РУССКИЙ КРИТИК 19. Прощальная повесть Гоголя (Опыт биографософии) (7)

 

Вий

Славные, грозные, героические времена казачества прошли. И оставили нам в наследство, казалось, только память, песни и легенды, но не свой воинственный, размашистый, разгульный русский дух. Но это только кажется: в 1812 году пришла пора нового военного испытания русского солдата; но и после славной победы не исчезла необходимость «защищать свою отчизну, веру и товарищей» от хищников, – уверен Н. В. Гоголь.
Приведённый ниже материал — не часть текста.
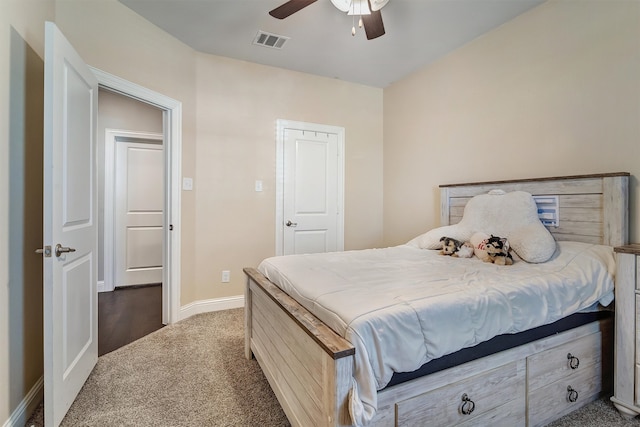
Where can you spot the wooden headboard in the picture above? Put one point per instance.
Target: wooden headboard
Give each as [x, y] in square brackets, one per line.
[593, 208]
Однако, если во времена Запорожской Сечи и вторжения Наполеона была необходимость защищать русскую землю отвнешних ее врагов, а мирные ее уголки были ещё полны «старого света», – то ныне, прямо на глазах писателя, этот свет стал исчезать, стремительно и необратимо, даже из самых отдалённых и уединённых миргородов. Побеждён и отдалился внешний супостат, но усилился и приблизился враг внутренний – «страсти, желания и порождения злого духа, возмущающие мир». Позже, в «Мёртвых душах» Н. В. Гоголь уже прямо говорит о том, что не внешний враг, а мы сами губим свою страну.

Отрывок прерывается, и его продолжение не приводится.